Netanyahu blames US for peace talks failure



TEL AVIV // Benjamin Netanyahu claimed yesterday that he had been ready to extend a settlement freeze in the West Bank but the US changed its mind.

The Israeli prime minister blamed Washington for backing out of its own deal for Israel to halt building for another three months in exchange for diplomatic and security incentives and military hardware from the US.

"At the end of the day, the United States decided not to go in that direction … and moved on to outlining talks on closing gaps, so that the core issues can be discussed," Mr Netanyahu told the Israeli parliament, the Knesset.

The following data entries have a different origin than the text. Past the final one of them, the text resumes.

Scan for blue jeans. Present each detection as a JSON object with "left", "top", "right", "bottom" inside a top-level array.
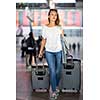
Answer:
[{"left": 45, "top": 51, "right": 62, "bottom": 92}]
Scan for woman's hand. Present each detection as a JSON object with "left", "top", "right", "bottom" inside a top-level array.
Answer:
[{"left": 38, "top": 52, "right": 43, "bottom": 58}]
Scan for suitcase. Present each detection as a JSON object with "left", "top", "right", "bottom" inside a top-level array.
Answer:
[
  {"left": 32, "top": 56, "right": 49, "bottom": 90},
  {"left": 60, "top": 57, "right": 81, "bottom": 92}
]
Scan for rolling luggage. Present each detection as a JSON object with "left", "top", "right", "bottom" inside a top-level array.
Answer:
[
  {"left": 60, "top": 57, "right": 81, "bottom": 92},
  {"left": 32, "top": 58, "right": 49, "bottom": 90}
]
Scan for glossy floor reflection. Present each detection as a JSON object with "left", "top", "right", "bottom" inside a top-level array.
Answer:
[{"left": 16, "top": 48, "right": 83, "bottom": 100}]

The Israeli premier also claimed he had told the administration of Barack Obama, the US president, that he could win Israeli cabinet approval for the freeze, but received a "surprising phone call" from the Americans telling him they were no longer interested in the deal.

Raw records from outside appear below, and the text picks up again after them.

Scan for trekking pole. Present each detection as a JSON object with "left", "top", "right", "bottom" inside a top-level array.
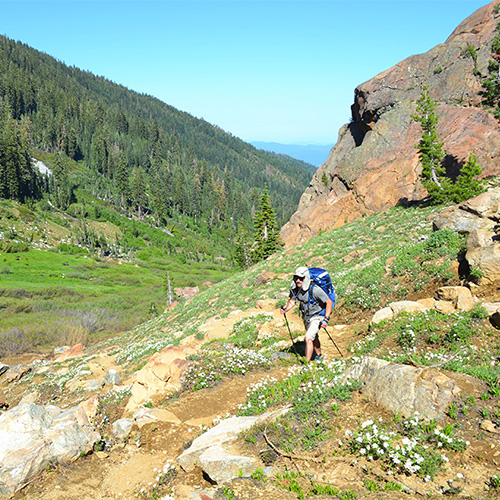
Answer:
[
  {"left": 323, "top": 327, "right": 344, "bottom": 357},
  {"left": 283, "top": 313, "right": 298, "bottom": 357}
]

Mr Netanyahu has been accused of intentionally sabotaging peace talks with the Palestinians to satisfy the ultra-nationalist and ultra-religious parties that form the majority of his government coalition. Blaming his closest international ally for their collapse appears to be an attempt to divert those accusations.

The direct negotiations were suspended only three weeks after they re-started on September 2 last year, after Israel rejected a Palestinian demand to renew the expired settlement freeze in both the West Bank and East Jerusalem. The previous moratorium took effect only in the West Bank.

While the Israeli premier has silenced critics inside his own party and other right-wingers in his coalition who had opposed a further settlement freeze, he may be about to lose the only centrist partner in his government.

Binyamin-Ben Eliezer, infrastructure minister and a senior member of the Labour party, said yesterday that Labour would pull out of the government within two months if there were no progress in peace talks.

Mr Netanyahu would retain a slim parliamentary majority in his coalition without Labour's 15 legislators, but he is likely to lose support from the US and other western countries that have expressed concern about his coalition's right-wing leanings.

Binyamin-Ben Eliezer, the infrastructure minister and a senior member of the Labour party, said yesterday that Labour would pull out of the government within two months if there were no progress in peace talks.

Mr Netanyahu would retain a slim parliamentary majority in his coalition without Labour’s 15 legislators, but he is likely to lose support from the US and other western countries that have expressed concern about his coalition’s right-wing leanings.

“If I see real movement … in the next month and a half or two months, an entry into negotiations, talks, sitting down, in teams, talking about the core issues, whether it be security arrangements, borders, refugees, East Jerusalem, everything, then the Labour party will continue to offer support,” Mr Ben-Eliezer said. “If not, we will be out.”

Mr Netanyahu also said yesterday that senior US officials, including Dennis Ross, special adviser for the Gulf and southwest Asia, will return to the Middle East this week to try to salvage the peace process. Mr Netanyahu also plans to hold talks in Egypt on Thursday with Hosni Mubarak, the Egyptian president.

Ben Caspit, leading political correspondent for Israel’s mass-selling Maariv newspaper, reported yesterday that Israeli officials including Mr Netanyahu had repeatedly rejected documents that their Palestinian counterparts have tried to submit to them on the negotiations. The documents detailed the Palestinian positions on all the core issues, which include the future of Jerusalem, the fate of Palestinian refugees and the future borders of a Palestinian state.

“The Israeli representatives are completely unwilling to discuss, read or touch these documents, not to speak of submitting an equivalent Israeli document with the Israeli positions,” Mr Caspit wrote. The Israeli commentator gave as an example a recent meeting in Mr Netanyahu’s official Jerusalem residence with Mahmoud Abbas, president of the Palestinian Authority. Mr Netanyahu refused to read or discuss a two-page document brought by Mr Abbas, which outlined a Palestinian proposal for resolving the two main issues that were to be discussed during the first stage of the direct talks – security arrangements and borders in the future Palestinian state.

In a US-mediated meeting weeks ago in Washington between Saeb Erekat and Yitzhak Molcho, the Palestinian and Israeli negotiators, Mr Erekat surprised Mr Molcho by handing him a booklet with the updated Palestinian stances on all the core issues, Maariv said.

Mr Molcho refused to take the booklet, telling Mr Erekat that if he did then the Israeli “government will fall”, according to the report, which seemed to contradict Mr Netanyahu’s official stance that he is ready to discuss openly all the core issues.

As recently as Sunday, Mr Netanyahu said he was prepared to sit with Mr Abbas for “continuous direct one-on-one negotiations until white smoke is wafting”.

“If Abu Mazen agrees to my proposal of directly discussing all the core issues, we will know very quickly if we can reach an agreement,” he said.